Idiomatic Perl solutions to the weekly challenge 325 task 1

Task 1: Consecutive One:

You are given a binary array containing only 0 or/and 1.

Write a script to find out the maximum consecutive 1 in the given array.

A regex might be fun?

Regexes can do so many tricks, maybe here too. Let's start with something very naive, just looking for the earliest sequence of 1's that isn't followed by another sequence that is as long or longer:

sub naive_regex ($binary_array) {
    join('', @$binary_array) =~ /(1+)(?!.*?\1)/
        ? length $1
        : 0
}

This works, but can be easily greatly improved in speed. We'll use a possessive quantifier in the capture, so we don't backtrack and look for a shorter sequence when the longer one has already failed, and assert that the 1's are not preceded by a 1 to prevent trying again at a later point in the same sequence of 1's, again giving a shorter sequence when the longer one has already failed:

sub better_regex ($binary_array) {
    join('', @$binary_array) =~ /(?<!1)(1++)(?!.*?\1)/
        ? length $1
        : 0
}

On my test data of a million random 0's and 1's, this gives more than a 3x speed increase.

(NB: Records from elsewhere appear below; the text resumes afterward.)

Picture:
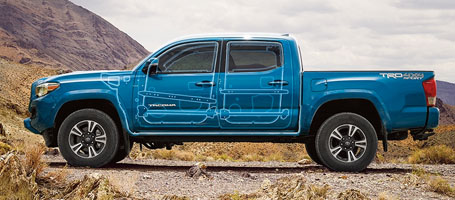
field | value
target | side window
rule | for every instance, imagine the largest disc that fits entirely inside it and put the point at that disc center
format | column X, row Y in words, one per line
column 193, row 58
column 254, row 56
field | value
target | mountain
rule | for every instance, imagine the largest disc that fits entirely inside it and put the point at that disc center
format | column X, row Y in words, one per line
column 446, row 92
column 447, row 116
column 59, row 33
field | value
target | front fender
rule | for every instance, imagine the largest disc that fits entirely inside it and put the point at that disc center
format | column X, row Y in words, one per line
column 102, row 94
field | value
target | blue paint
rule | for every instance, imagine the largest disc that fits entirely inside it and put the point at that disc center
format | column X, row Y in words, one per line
column 279, row 100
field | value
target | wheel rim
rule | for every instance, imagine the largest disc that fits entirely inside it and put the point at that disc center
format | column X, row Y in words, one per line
column 87, row 139
column 347, row 143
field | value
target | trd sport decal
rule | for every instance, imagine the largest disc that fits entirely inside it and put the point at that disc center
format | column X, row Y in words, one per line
column 405, row 76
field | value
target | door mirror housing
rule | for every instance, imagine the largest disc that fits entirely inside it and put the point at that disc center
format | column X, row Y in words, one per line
column 150, row 67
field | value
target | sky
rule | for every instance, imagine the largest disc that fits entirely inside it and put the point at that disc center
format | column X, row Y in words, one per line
column 333, row 35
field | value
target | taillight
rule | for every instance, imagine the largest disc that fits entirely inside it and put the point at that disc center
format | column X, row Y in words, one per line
column 429, row 86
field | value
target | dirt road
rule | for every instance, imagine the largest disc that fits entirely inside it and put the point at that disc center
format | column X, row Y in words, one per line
column 153, row 179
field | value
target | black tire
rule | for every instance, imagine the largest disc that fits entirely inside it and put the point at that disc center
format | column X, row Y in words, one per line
column 96, row 154
column 310, row 148
column 349, row 153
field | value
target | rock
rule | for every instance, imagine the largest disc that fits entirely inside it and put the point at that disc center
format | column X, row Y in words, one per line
column 352, row 195
column 2, row 131
column 305, row 162
column 64, row 71
column 247, row 175
column 25, row 60
column 15, row 183
column 266, row 183
column 52, row 152
column 93, row 186
column 198, row 170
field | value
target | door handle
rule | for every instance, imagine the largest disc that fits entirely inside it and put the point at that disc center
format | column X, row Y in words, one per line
column 278, row 82
column 205, row 84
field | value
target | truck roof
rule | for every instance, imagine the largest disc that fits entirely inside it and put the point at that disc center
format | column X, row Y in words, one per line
column 239, row 35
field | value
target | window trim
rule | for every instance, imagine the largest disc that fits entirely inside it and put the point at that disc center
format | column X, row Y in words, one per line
column 214, row 62
column 228, row 46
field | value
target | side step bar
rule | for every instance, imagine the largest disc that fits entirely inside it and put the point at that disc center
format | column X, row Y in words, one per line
column 422, row 135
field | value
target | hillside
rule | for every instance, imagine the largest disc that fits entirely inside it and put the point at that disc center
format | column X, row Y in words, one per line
column 447, row 116
column 59, row 33
column 446, row 92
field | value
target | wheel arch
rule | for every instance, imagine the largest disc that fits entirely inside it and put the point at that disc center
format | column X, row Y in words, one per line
column 103, row 105
column 360, row 106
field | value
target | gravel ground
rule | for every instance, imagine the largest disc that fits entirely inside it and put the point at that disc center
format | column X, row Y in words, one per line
column 152, row 179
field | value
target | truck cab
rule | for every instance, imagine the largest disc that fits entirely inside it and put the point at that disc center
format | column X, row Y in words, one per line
column 231, row 88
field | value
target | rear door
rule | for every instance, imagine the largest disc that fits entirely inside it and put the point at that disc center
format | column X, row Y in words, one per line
column 255, row 89
column 183, row 92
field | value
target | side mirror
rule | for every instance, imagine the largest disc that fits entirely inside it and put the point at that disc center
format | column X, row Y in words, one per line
column 153, row 67
column 150, row 67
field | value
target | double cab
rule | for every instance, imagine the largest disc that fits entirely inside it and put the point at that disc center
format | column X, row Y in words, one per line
column 232, row 88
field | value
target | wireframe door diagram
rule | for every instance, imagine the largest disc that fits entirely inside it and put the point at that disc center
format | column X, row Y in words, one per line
column 182, row 93
column 254, row 90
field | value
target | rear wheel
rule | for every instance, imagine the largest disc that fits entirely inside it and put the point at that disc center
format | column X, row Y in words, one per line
column 346, row 142
column 88, row 137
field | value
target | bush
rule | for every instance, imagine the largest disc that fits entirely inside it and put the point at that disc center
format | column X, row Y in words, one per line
column 33, row 163
column 4, row 148
column 440, row 154
column 441, row 186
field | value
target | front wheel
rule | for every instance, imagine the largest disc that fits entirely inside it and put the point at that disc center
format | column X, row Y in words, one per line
column 88, row 137
column 346, row 142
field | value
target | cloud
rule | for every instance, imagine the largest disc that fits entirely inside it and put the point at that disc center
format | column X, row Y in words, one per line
column 426, row 4
column 351, row 34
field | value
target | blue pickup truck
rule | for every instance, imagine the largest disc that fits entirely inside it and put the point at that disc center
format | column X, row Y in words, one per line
column 232, row 88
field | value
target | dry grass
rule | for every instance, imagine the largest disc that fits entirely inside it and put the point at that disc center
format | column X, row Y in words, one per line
column 386, row 196
column 433, row 182
column 174, row 197
column 440, row 154
column 33, row 163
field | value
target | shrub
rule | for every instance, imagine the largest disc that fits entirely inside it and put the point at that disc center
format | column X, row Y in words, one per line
column 441, row 186
column 4, row 148
column 33, row 163
column 440, row 154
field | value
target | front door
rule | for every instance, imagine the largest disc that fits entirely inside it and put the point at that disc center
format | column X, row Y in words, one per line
column 255, row 90
column 182, row 93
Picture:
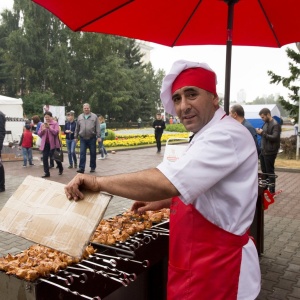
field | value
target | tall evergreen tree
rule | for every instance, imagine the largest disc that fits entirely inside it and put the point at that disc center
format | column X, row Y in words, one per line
column 41, row 58
column 292, row 83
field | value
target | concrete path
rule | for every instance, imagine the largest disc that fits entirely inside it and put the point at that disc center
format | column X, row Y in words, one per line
column 280, row 262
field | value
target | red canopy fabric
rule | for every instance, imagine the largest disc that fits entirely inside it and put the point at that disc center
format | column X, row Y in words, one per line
column 270, row 23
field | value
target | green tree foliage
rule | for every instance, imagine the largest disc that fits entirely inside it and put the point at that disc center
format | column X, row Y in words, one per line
column 44, row 62
column 292, row 83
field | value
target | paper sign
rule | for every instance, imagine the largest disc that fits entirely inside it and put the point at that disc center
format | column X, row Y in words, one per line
column 40, row 211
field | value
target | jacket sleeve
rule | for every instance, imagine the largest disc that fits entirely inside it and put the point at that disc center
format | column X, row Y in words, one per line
column 21, row 139
column 77, row 129
column 275, row 135
column 98, row 133
column 54, row 129
column 2, row 129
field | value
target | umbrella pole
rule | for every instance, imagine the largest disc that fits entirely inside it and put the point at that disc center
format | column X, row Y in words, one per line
column 230, row 4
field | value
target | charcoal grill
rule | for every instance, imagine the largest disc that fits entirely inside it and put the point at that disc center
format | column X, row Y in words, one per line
column 134, row 269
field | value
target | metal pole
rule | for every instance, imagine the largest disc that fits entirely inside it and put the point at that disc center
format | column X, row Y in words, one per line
column 298, row 135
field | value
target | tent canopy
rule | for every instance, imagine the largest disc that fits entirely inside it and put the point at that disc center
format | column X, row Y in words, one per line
column 11, row 107
column 251, row 113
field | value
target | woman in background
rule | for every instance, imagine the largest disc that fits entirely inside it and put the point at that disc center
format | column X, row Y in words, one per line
column 49, row 134
column 102, row 149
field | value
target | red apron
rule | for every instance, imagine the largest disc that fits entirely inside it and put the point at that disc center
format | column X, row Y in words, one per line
column 204, row 260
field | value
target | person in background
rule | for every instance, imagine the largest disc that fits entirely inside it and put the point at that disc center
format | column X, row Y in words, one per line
column 270, row 144
column 102, row 149
column 237, row 112
column 37, row 124
column 70, row 140
column 2, row 136
column 296, row 128
column 49, row 134
column 210, row 253
column 88, row 131
column 26, row 143
column 159, row 126
column 51, row 164
column 139, row 122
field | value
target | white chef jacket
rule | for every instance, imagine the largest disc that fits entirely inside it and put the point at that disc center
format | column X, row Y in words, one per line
column 218, row 175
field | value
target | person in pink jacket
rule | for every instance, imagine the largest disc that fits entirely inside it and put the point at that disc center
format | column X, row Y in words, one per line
column 48, row 133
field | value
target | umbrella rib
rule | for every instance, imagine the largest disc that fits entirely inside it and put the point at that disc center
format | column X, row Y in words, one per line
column 102, row 16
column 269, row 22
column 186, row 23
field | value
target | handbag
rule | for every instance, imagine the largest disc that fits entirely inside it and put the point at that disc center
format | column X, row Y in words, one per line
column 58, row 154
column 38, row 141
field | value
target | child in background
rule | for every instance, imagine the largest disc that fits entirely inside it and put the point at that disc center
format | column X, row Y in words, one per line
column 26, row 142
column 102, row 149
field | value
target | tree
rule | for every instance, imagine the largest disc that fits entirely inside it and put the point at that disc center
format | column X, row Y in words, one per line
column 292, row 83
column 40, row 56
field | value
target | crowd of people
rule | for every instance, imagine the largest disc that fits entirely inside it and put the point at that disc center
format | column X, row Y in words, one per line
column 209, row 221
column 91, row 131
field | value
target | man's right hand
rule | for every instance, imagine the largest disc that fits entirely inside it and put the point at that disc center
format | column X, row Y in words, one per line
column 141, row 207
column 79, row 182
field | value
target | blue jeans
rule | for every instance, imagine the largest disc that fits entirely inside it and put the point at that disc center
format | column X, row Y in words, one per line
column 267, row 165
column 91, row 145
column 47, row 153
column 102, row 148
column 71, row 144
column 27, row 155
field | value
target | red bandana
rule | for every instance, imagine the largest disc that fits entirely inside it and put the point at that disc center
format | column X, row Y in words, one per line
column 199, row 77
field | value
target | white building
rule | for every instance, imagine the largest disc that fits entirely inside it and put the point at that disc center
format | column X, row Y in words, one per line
column 145, row 50
column 241, row 96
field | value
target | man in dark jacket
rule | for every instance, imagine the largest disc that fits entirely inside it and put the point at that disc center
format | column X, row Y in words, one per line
column 237, row 112
column 159, row 126
column 2, row 135
column 88, row 131
column 270, row 144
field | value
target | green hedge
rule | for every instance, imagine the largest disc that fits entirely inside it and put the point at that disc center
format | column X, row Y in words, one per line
column 175, row 128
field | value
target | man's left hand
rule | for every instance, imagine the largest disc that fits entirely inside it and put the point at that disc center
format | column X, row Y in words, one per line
column 79, row 182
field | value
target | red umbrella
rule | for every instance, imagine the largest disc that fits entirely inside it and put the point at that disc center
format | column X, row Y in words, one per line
column 269, row 23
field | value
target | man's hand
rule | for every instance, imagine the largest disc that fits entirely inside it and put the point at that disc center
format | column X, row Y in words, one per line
column 141, row 207
column 259, row 130
column 80, row 182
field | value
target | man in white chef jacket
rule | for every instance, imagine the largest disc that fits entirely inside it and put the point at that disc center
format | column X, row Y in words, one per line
column 211, row 190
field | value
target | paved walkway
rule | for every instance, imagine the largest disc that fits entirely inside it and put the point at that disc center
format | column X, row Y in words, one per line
column 280, row 262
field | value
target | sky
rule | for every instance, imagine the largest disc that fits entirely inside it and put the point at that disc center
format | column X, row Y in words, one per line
column 249, row 65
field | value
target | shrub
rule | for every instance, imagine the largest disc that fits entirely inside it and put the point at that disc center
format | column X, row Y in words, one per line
column 111, row 135
column 288, row 145
column 175, row 128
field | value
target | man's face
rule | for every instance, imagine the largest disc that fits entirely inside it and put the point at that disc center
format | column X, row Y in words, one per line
column 70, row 117
column 232, row 114
column 86, row 109
column 195, row 107
column 47, row 118
column 265, row 118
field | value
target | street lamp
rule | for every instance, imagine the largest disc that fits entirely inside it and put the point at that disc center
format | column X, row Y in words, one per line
column 298, row 135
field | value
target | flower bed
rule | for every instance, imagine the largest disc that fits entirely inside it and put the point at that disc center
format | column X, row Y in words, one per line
column 132, row 139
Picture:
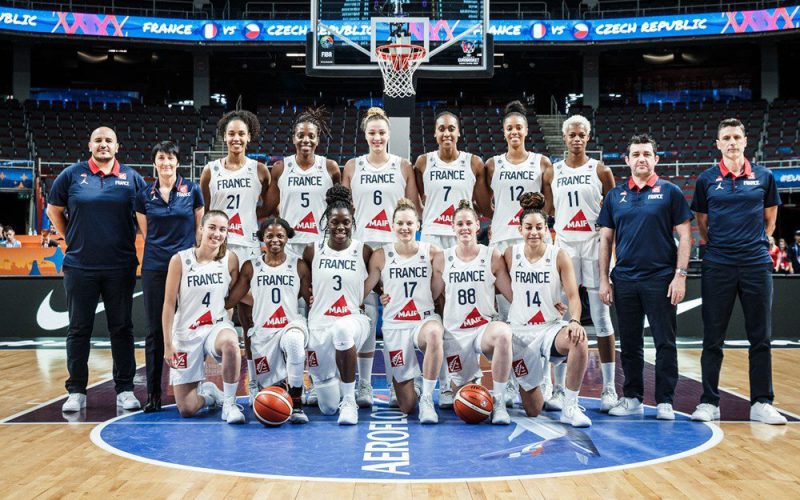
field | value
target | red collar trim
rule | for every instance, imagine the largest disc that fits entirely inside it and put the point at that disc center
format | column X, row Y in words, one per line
column 747, row 170
column 650, row 182
column 95, row 169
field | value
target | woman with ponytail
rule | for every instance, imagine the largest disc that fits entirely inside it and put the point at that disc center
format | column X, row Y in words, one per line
column 195, row 323
column 378, row 180
column 337, row 329
column 540, row 273
column 404, row 267
column 468, row 273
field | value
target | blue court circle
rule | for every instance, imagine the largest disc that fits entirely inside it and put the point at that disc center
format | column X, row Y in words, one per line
column 387, row 446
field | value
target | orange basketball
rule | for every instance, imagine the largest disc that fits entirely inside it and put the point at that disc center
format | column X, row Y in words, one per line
column 473, row 403
column 272, row 406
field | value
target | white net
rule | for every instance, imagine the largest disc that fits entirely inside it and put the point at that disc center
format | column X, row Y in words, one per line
column 398, row 63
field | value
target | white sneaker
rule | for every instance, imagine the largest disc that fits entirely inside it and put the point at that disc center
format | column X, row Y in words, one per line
column 75, row 402
column 511, row 393
column 706, row 412
column 311, row 397
column 547, row 391
column 232, row 412
column 364, row 394
column 765, row 412
column 500, row 414
column 128, row 401
column 608, row 398
column 253, row 390
column 427, row 412
column 211, row 393
column 573, row 415
column 348, row 411
column 446, row 399
column 664, row 411
column 556, row 402
column 627, row 406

But any regex solution is going to have the extra overhead of assembling the data into a string.

Back to the basics

So, let's try just a straightforward loop through the array, counting sequences of 1's and keeping track of the longest one found:

sub loop ($binary_array) {
    my $current_sequence = 0;
    my $longest_sequence = 0;
    for my $value (@$binary_array) {
        if ($value) {
            ++$current_sequence;
        }
        else {
            if ($longest_sequence < $current_sequence) {
                $longest_sequence = $current_sequence;
            }
            $current_sequence = 0;
        }
    }
    if ($longest_sequence < $current_sequence) {
        $longest_sequence = $current_sequence;
    }
    return $longest_sequence;
}

The extra check of current sequence after the loop is needed when the longest sequence appears at the very end of the array. Repeating the same code inside and outside a loop can be avoided by adding a special sentinel value to the end of the data; here, just adding a 0 suffices:

    for my $value (@$binary_array, 0) {

but this causes a very slight slowdown, as perl has to load the array onto the stack and add a 0, rather than having the for alias directly to the array. In production code, I'd usually favor doing it anyway, to avoid the extra complexity.

This provided about a 3x speed increase over the faster regex.

What about map?

A completely different approach is to transform the array into a list of counts of each sequence of 1's so far, so that:

0,1,0,1,0,1,1,1,1,1,0

becomes:

0,1,0,1,0,1,2,3,4,5,0

and then simply take the max of those. This ended up being just as fast as the loop, but only when the 0's were left out of the output so taking the max was faster (1,1,1,2,3,4,5):

sub mapping ($binary_array) {
    my $count = 0;
    # suppress "Found = in conditional, should be =="
    no warnings 'syntax';
    max( map { $_ ? ++$count : ($count = 0) || () } @$binary_array )
}

Unfortunately leaving out the 0's caused a warning that needed to be suppressed. Most perl syntax warnings point you to something you meant instead; this breaks that pattern by just telling you not to do it. I would greatly have appreciated some alternate syntax (an extra set of parentheses around the assignment, for instance) to let perl know I meant it. Note that Python added a := operator explicitly for this purpose.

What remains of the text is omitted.